Ну да, именно столько... Да только жив ли он, не другой ли кто в жилище том ютится? Проведаю, обязательно загляну, и ежели у земляка всё ладком да рядком, посидим, вспомним, много чего припомянем... Да хотя бы про его главную "охоту" -- сад. На всю округу славились янтарные плоды его наливок; десять кореней обихаживал: и на базар возил, и за так раздавал; от пуза едали... И ведь плодили они у него каждый сезон; не то, что у всех -- через год. Дивидись: как это у него получается, какую хитрость знает? И -- к нему, да с распросами: "как да чего?" А он и не пожадничал, и поделился: "Надо-ть, говорит, када оне зацветуть, хорошенько потрясти их, ну, тоись, штоб цветки ихние обсыпались, вот тогда и того, тогда и будет вам кажен год..." Ему: "Шутишь, Васька -- как жа без цветков-то?" А он им: "А вы не все обтрясайте, а половину только..." И ведь получилось: без прогулов, ежегодно стали плоды приносить яблони в садах сельчан --  у тех, кто поверил.

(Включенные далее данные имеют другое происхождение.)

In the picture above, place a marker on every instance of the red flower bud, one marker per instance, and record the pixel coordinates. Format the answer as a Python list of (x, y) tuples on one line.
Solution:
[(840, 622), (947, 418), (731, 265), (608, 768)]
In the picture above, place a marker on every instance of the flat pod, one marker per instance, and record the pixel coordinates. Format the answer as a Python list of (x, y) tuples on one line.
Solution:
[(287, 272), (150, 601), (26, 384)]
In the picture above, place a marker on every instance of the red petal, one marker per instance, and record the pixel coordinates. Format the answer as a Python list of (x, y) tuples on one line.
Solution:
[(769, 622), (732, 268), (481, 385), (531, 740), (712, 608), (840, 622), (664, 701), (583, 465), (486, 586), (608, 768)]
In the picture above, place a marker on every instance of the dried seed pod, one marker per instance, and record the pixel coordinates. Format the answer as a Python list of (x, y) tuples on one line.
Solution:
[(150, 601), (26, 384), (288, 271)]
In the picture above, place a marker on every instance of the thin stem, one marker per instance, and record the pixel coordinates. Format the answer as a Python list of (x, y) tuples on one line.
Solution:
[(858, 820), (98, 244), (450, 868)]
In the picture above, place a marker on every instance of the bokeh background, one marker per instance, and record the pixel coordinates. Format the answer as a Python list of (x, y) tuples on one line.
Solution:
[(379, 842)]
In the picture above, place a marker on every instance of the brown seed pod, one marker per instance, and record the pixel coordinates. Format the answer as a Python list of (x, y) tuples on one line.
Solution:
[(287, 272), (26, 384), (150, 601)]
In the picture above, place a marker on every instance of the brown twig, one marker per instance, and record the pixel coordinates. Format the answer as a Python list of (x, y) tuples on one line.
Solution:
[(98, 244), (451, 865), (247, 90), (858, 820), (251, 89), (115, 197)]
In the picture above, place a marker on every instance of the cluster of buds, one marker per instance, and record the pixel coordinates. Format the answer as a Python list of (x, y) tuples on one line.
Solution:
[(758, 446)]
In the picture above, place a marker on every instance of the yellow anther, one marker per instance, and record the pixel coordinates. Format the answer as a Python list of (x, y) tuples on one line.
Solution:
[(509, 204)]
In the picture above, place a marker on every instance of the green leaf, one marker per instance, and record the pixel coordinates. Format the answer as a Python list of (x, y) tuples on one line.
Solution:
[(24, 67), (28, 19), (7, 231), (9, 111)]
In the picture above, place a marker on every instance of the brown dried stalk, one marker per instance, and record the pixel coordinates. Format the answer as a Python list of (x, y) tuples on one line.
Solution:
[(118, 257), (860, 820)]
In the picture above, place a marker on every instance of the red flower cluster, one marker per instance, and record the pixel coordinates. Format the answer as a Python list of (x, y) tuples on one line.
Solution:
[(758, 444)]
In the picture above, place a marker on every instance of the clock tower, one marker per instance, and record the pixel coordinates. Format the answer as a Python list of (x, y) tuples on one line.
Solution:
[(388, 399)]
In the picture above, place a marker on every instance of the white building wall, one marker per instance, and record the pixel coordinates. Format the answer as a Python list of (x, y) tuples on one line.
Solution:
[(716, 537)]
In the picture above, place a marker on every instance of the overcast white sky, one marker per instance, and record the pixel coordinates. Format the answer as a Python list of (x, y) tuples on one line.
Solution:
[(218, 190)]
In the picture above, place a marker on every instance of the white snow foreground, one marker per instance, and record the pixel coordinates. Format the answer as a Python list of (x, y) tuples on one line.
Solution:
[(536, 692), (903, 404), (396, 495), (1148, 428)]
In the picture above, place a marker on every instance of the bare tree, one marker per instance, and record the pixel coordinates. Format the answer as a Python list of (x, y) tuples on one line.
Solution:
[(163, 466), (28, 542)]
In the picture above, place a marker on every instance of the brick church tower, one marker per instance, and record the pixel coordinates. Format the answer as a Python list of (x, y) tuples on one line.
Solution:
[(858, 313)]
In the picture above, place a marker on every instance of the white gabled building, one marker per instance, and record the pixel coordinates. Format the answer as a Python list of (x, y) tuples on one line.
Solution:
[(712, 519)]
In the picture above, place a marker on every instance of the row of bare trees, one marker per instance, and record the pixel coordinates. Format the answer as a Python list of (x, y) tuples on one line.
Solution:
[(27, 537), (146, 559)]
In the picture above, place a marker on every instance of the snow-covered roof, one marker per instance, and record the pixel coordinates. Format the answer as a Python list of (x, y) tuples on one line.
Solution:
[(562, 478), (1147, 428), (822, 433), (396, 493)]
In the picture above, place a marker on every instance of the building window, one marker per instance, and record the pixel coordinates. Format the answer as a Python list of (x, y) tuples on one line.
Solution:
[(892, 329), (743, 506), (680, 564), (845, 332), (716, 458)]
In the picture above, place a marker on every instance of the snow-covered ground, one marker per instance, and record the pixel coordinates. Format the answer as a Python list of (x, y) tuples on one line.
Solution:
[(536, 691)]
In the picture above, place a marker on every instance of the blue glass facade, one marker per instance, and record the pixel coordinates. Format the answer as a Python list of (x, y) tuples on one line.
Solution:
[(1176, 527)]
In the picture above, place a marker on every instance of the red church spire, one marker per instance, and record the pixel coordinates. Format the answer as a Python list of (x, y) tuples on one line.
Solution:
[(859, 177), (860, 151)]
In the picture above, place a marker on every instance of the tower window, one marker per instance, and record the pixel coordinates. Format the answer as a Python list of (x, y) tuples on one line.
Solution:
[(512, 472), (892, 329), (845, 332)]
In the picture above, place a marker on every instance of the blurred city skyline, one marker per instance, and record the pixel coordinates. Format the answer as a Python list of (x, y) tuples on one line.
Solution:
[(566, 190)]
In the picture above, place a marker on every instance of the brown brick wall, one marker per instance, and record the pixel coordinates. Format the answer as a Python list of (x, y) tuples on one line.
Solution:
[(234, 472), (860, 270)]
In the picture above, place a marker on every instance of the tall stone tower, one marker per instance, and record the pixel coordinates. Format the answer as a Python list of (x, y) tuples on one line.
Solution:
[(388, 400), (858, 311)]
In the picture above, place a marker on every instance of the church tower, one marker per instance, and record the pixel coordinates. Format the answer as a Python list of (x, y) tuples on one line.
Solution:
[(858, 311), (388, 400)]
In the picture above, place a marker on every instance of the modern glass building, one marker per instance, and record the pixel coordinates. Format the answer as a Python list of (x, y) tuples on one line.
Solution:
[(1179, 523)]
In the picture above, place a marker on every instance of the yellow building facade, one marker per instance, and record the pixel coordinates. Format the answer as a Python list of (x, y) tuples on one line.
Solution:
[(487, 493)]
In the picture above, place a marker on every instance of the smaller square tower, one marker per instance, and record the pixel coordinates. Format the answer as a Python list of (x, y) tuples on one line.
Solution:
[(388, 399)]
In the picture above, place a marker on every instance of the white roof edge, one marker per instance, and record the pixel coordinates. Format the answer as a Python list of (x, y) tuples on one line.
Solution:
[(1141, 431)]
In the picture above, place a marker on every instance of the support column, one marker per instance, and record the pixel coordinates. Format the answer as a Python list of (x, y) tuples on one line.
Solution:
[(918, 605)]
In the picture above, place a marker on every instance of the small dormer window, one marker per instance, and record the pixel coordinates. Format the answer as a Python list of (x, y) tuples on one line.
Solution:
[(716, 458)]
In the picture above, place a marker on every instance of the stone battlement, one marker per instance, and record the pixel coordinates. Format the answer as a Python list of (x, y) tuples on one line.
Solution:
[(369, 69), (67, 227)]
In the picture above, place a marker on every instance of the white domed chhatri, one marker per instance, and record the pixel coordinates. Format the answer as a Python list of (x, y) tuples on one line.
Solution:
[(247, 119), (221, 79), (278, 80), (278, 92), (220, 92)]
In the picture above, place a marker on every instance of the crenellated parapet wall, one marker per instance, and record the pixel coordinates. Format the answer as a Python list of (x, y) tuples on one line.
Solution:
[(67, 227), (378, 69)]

      Грянула перестройка. Люди стали разбегаться-разъезжаться -- кто куда... Рухнул колхоз, обезлюдела деревня; остались только намертво приросшие к родному краю, да те, кому уже и бежать поздно, и некуда да и не к кому. Дементьевич же и не помышлял о побеге: "Тута родился, тута и помру!"
                *   *   *
      То лето выдалось особенно благодатным, а оттого и урожайным -- на всё урожайным: и на кабаки-бураки, и на картоху-капустку, ну и на садовую "фрукту" тоже, и, главное, повсюду! А яблоков уродило вообще неслыханно сколько -- тьма тьмущая! Помню, прохожу мимо подворья моего героя, вижу: стоит, опершись о плетень, грустный такой, дремлет-не дремлет... Я и спрашиваю: "Отчего смурной такой, Дементьевич; какая неразрешимая проблема удручила тебя?" "Да вот, -- отвечает, -- яблоки падают..." Из сада то и дело доносились гулкие удары яблочной "бомбёжки" "Дык, -- говорю, --  время пришло им падать; созрели, вот и падают -- с чего тут горевать!" Дядька Вася покачал головой, улыбнулся грустно: "В саду -- ладно, пущай, коли срок падать подоспел; плохо, что и на рынке падают... в цене падают, понял?" Я сам рассердился на себя за мою несообразительность, однако, преодолев неловкость, всё же спросил:
      -- И почём же они нынче?
      Дементьевич, огляделся по сторонам, будто за ним шпионит неведомый некто, приказал наклониться и только потом шепнул на ухо цифирьку.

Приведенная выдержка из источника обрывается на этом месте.